Full-Spectrum, Broad-Spectrum, or Isolate
Regardless of how you take CBD, the type of extract matters. Full-spectrum CBD contains the full range of compounds naturally found in the cannabis plant, including other cannabinoids, terpenes, flavonoids, and up to 0.3% THC (not enough to produce a high). Broad-spectrum contains the same mix but with THC removed or reduced to trace levels. CBD isolate is pure CBD with nothing else.
Research supports what’s called the “entourage effect,” where these multiple plant compounds work together to enhance CBD’s benefits. A 2020 review found that products with multiple cannabinoids and terpenes performed better than pure CBD extract for pain relief and seizures. The mood-stabilizing properties of CBD also appeared to improve with the addition of terpenes. Full-spectrum products generally offer the strongest entourage effect, while broad-spectrum is a reasonable alternative if you want to avoid THC entirely, whether for personal preference or drug testing concerns. Isolate is the least effective option for most purposes but gives you CBD with zero other cannabis compounds.
How Much to Take
Clinical research uses a wide range of CBD doses depending on the condition being treated, but most everyday use falls into what researchers classify as the “low dose” range: up to about 60 mg per day. For context, studies on anxiety and insomnia have used doses as low as 25 mg per day with reported benefits. Chronic pain research has used doses around 22.5 mg per day. The clinical doses used for epilepsy are far higher (600 to over 1,000 mg per day) and aren’t relevant to typical consumer use.
Starting low and increasing gradually is practical advice, not just a cliché. A reasonable starting point is 10 to 25 mg per day, increasing by 5 to 10 mg every few days if you’re not noticing effects. Because oral bioavailability is so low, the amount on the label doesn’t equal the amount your body actually uses. Taking your dose with fatty food, as noted above, is one of the simplest ways to get more from less.
Drug Interactions to Know About
CBD is processed by the same liver enzyme system that metabolizes a long list of common medications. When CBD occupies those enzymes, other drugs can build up to higher-than-expected levels in your blood. This is especially important for medications with a narrow margin between an effective dose and a harmful one, including blood thinners, beta blockers, antidepressants, and antipsychotic medications.

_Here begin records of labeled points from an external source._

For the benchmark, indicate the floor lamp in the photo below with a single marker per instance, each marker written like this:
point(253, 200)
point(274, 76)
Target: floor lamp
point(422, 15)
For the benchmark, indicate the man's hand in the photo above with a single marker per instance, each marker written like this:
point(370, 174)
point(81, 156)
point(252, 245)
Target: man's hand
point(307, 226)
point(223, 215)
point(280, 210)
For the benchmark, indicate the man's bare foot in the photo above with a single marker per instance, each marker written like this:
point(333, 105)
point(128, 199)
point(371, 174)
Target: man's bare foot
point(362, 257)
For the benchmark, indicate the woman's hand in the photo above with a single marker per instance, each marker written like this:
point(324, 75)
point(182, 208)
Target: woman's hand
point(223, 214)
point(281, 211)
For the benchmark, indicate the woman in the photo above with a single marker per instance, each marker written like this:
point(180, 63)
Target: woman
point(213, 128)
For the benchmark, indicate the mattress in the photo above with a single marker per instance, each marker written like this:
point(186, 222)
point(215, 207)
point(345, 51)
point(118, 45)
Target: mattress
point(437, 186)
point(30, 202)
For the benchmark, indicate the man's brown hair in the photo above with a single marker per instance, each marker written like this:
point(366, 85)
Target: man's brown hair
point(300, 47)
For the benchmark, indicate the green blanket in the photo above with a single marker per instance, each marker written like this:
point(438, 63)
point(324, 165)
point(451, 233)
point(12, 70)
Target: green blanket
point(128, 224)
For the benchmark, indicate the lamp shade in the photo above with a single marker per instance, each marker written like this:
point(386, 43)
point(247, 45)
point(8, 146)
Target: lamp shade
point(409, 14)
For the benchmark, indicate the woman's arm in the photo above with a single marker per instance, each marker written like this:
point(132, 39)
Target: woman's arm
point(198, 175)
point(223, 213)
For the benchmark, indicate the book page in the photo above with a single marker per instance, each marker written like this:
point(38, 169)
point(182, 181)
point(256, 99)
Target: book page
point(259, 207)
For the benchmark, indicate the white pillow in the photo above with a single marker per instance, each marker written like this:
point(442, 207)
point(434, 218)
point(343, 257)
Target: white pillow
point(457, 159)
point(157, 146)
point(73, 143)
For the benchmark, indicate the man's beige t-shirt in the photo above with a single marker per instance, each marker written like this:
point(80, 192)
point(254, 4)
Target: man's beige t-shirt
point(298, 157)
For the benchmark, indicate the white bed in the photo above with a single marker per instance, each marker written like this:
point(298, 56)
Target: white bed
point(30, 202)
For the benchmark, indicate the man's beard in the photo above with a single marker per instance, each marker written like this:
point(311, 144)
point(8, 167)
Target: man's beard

One clinical trial found that common CBD doses (200 to 800 mg per day) significantly increased blood levels of certain antidepressants in patients taking them. Another study in epilepsy patients found that increasing CBD doses changed the blood levels of multiple anti-seizure medications. If you take any prescription medication, this interaction is worth a conversation with your pharmacist or prescriber before adding CBD to your routine.
CBD Is Not FDA-Regulated as a Supplement
The FDA has not approved CBD as a dietary supplement or food additive. The only FDA-approved CBD product is a prescription medication used to treat specific seizure disorders in patients one year and older. This means the CBD gummies, oils, and creams sold in stores and online are not held to the same manufacturing, labeling, or purity standards as regulated supplements or pharmaceuticals. Independent testing has repeatedly found products with less CBD than advertised, or with contaminants not listed on the label. Choosing products that provide third-party lab results (certificates of analysis) is one of the few ways to verify what you’re actually getting.